Science fiction movies are not stagnating. It's not the reboot that is turning movies into tripe.  Reproducing these works is like new takes on Shakespeare, the artistic vision and thematic direction of each production allows the artists involved to get comfortable with epic scope without becoming Tolstoy or an abject failure. I bring this up after seeing so many YouTube critics are weary of basically anything J.J. Abrams and Marvel or Star Wars from Disney and most of post 2000 Star Trek. Me too, Brother and Sister, I am developing a bias against big money movies with catered-to internet fan bases. As for long standing stories, the reboot of a classic tale of speculative fiction whether it be a TV series or film, it is like fresh water from a nearby mountain stream that freshens up things up in a landscape well known the a person. Flash Gordon while fully trademarked and copyrighted by its owner Hearst Communications, is a cycle of speculative fiction that is right up there with John Carter of Mars, War of the Worlds, and even Frankenstein, in my opinion, in terms of potential and impact on imaginative stories to be told. As much as I bemoan the stagnation of fantastic culture losing its creative spark, I can't say I mind reboots for the most part.
My pick for Thun the Lion-Man in Flash Gordon: Disney Defeated available 2027

I still need to clarify this. TV shows shouldn't be rebooted or turned into motion pictures. That is at least without the original casts. If one wants to do an homage, do one; do not revamp a decent piece of culture into hardcore camp. Big name actors in movies "introducing new audiences" to "old television classics" from twenty years ago in a 90-120 minute with format-scripted modern changes should be left to realm of parody.
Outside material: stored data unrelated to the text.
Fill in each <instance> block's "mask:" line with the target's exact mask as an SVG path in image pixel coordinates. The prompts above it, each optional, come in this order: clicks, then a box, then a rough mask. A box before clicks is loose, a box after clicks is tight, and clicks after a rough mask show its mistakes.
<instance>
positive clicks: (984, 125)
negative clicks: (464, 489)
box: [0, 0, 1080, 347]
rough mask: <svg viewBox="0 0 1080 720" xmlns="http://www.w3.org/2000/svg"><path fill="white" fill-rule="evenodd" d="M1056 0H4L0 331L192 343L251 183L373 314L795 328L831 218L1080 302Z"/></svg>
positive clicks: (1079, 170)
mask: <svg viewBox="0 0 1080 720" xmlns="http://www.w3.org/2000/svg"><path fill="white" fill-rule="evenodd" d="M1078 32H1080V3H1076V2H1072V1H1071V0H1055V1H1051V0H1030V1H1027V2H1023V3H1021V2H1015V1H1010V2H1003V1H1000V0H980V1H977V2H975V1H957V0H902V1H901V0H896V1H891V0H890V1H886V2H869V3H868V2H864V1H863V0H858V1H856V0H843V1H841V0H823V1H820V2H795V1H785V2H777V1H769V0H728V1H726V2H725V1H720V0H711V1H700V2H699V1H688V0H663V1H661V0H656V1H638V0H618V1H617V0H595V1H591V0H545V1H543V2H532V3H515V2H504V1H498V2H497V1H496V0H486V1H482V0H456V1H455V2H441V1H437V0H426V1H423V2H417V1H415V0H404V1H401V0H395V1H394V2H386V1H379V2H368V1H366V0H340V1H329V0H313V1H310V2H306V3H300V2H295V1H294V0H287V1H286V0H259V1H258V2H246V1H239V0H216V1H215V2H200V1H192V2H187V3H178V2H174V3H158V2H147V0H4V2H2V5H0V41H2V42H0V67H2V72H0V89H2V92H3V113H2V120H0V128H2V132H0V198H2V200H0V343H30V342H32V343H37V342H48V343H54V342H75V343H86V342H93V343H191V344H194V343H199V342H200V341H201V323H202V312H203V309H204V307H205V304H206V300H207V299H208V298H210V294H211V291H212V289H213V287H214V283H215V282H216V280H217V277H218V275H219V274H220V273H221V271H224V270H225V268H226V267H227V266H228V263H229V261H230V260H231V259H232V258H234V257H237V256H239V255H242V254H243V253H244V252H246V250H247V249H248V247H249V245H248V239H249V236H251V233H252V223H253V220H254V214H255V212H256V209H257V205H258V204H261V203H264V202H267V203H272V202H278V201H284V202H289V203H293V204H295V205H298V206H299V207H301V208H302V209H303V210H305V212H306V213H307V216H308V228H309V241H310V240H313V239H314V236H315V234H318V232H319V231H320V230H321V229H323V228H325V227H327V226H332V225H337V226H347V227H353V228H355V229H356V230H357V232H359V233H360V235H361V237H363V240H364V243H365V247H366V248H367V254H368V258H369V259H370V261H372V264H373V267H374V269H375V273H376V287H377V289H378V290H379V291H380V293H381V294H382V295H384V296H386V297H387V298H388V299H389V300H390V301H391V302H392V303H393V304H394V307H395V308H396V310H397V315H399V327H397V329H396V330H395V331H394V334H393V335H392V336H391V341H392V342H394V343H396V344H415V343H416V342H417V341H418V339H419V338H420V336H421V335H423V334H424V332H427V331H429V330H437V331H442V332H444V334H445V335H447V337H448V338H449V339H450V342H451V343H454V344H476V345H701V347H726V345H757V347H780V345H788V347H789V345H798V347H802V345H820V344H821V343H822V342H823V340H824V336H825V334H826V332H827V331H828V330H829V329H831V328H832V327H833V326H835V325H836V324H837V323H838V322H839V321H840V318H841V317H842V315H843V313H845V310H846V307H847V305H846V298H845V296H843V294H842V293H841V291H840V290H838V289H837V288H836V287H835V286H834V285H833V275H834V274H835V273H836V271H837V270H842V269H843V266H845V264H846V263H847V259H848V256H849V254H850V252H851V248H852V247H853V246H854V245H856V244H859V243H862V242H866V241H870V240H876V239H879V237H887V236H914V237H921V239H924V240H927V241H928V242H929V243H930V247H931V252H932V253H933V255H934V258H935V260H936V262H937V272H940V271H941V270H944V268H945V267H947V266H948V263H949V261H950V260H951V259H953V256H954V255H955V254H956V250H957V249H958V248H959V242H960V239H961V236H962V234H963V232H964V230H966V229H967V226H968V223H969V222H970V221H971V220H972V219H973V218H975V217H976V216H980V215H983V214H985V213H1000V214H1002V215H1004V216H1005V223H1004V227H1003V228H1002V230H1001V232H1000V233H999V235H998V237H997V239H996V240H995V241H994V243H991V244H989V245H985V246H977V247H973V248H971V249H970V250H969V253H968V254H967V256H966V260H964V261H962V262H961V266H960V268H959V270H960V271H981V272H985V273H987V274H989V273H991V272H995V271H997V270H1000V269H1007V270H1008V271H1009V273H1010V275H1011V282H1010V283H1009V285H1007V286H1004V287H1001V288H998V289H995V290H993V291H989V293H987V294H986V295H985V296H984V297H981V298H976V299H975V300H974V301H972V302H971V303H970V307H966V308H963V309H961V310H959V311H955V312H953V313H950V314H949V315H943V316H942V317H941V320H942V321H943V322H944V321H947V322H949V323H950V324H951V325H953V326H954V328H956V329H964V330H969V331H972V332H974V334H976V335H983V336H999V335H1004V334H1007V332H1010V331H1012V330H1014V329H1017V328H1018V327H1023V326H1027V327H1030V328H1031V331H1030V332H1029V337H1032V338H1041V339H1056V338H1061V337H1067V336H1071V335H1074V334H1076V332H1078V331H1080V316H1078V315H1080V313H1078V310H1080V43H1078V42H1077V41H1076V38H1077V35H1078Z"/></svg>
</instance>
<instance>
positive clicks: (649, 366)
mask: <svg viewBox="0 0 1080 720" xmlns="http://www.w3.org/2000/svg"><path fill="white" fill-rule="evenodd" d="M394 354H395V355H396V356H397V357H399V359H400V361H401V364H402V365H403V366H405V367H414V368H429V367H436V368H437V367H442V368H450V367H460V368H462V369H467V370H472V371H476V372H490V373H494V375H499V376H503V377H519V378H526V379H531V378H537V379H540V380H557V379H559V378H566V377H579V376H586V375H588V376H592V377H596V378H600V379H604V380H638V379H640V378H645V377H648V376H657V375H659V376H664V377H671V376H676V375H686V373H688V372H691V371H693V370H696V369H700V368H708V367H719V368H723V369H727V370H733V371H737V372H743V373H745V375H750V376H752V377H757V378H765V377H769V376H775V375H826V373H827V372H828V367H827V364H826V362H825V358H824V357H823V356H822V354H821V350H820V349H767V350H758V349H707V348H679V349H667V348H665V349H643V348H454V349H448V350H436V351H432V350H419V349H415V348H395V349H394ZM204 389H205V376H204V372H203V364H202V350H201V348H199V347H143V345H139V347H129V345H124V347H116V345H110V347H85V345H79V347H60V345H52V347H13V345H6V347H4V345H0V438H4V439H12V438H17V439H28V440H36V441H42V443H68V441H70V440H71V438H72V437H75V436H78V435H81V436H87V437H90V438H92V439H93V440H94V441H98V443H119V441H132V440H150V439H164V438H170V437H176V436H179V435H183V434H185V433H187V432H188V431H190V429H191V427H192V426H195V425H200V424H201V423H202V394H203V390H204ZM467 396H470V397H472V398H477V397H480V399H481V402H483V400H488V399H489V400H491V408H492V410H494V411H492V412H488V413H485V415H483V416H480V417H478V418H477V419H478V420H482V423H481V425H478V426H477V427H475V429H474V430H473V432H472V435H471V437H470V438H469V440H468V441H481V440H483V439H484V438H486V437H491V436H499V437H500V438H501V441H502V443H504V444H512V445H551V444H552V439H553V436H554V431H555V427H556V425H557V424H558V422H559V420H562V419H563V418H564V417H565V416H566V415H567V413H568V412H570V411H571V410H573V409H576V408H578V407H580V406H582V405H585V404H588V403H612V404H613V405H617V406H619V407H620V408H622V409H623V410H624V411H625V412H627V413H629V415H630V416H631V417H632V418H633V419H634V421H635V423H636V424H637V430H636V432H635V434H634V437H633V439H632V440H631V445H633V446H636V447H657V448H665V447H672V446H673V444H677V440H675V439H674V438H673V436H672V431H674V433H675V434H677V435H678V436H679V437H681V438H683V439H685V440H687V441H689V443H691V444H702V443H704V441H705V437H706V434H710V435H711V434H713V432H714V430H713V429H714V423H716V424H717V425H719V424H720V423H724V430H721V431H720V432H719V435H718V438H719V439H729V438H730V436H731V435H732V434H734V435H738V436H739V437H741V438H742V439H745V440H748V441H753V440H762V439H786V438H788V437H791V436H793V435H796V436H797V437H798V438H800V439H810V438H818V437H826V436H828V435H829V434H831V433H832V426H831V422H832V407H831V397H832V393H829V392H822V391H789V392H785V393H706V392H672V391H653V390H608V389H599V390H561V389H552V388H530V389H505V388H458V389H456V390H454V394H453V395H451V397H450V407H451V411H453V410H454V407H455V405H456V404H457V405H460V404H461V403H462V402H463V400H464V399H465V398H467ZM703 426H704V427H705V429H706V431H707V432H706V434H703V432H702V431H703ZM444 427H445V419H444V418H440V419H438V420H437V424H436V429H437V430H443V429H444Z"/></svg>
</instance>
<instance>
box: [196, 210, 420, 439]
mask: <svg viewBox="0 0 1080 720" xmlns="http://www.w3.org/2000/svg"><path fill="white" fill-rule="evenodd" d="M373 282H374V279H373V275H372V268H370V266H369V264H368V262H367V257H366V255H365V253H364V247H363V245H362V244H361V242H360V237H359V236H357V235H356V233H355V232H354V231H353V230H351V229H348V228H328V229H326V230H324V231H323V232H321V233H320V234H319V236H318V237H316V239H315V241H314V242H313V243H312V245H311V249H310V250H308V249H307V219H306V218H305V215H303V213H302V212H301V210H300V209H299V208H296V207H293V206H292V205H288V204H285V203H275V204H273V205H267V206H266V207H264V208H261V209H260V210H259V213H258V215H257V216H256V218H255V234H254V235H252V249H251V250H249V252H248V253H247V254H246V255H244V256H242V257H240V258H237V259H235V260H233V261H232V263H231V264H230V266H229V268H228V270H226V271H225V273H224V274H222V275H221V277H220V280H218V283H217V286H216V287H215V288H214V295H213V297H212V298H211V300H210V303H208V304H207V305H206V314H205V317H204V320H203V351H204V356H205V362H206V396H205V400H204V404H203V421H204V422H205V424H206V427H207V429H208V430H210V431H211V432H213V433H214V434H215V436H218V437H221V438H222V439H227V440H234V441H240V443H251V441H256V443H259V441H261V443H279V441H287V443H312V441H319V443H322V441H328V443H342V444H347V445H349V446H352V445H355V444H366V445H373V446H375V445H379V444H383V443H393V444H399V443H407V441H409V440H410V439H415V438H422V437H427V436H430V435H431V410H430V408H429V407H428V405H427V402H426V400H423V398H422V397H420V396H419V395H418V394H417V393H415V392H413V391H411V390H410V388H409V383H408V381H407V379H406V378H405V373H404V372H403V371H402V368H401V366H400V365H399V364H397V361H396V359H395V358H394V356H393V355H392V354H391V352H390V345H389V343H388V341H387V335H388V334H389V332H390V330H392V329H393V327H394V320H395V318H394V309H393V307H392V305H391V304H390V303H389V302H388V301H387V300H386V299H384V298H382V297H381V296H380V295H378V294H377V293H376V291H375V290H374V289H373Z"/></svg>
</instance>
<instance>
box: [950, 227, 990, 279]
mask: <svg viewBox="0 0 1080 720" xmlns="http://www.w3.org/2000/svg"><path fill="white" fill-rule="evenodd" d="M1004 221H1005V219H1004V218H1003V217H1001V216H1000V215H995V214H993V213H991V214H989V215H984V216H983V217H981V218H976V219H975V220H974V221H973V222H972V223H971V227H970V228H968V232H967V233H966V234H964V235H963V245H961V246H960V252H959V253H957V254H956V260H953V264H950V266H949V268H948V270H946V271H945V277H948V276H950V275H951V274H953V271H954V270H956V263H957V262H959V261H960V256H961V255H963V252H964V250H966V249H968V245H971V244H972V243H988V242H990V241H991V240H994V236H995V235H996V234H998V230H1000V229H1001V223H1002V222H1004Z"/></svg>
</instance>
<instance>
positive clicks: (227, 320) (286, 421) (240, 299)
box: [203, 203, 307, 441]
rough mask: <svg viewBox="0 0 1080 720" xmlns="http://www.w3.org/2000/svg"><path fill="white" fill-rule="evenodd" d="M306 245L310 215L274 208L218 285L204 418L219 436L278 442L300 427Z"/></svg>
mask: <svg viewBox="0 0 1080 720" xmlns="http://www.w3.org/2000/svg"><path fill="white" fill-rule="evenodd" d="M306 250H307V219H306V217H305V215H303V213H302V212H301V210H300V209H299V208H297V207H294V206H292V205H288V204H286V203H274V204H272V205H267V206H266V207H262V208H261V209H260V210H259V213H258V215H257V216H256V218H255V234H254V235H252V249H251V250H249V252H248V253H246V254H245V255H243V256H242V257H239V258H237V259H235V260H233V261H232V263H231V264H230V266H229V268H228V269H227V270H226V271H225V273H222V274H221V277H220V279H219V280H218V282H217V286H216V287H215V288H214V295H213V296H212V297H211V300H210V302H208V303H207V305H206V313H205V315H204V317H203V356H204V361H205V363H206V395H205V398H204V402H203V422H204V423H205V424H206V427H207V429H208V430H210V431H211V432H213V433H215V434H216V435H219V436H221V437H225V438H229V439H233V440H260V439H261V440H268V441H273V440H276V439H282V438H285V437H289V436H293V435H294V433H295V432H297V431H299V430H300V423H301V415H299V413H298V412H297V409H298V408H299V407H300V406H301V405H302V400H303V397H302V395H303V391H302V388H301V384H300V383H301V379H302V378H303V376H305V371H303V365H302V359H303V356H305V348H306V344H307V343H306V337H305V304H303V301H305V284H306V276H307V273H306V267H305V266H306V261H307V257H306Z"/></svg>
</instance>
It's been a long ride with Flash for me. My first introduction to the Flash Gordon cycle was in Germany about '74. It was in English but had been produced in Berlin from the 50s with Steven Holland. I can't remember Ming or Mongo ever being mentioned. There was something about Pluto or Charon and a space-based FBI--kind of boring and hokey. In the States in like 1979, I started watching an animated series Flash Gordon: The Greatest Adventure of All on Detroit's Channel 20 (I think). There I started learning the classic Ming Vs. Earth saga. Someone drove me to the mall to catch the 1980s sexual chocolate take on Flash Gordon with Freddy Mercury as Ming (wink) and some dude with dyed hair as Flash's stunt double-- still a good movie, a lot of hot chicks and hawk-men.  When I got my license, I'd be introduced to the serials by late night TV on CABLE at my sister's apartment. It was all so cool. Throughout the years, I'd read works from the 30s and still be like "Wow. That is kewl." Most recently, I've been taking a look at comic books, mostly diminishing any respect I ever had for comic book producers and writers. Today, I catch a comic strip, which I think is net-based, but the writing is great. It is even adding to the vast lexicon of my favorite Science Fiction heroes and villains yet. It has been anything but a straight line, but now that I know the chronology of releases, it's only gotten better. I absolutely adore the CBC's take on Flash Gordon from 2007-- got problems with it? I'll fight you.



Indeed, with this "franchise" it still evokes excitement when I hear about the next take. I am much happier with my varied experiences with Flash Gordon, since the 1970s, than I have been with, say, Star Wars or Star Trek. I suppose it's because the milieu of this spaceship-laden folklore isn't based off of internet searches of vocabulary to determine what is the next popular thing, but has a long catalog of themes and ideas already discovered awaiting interpretation.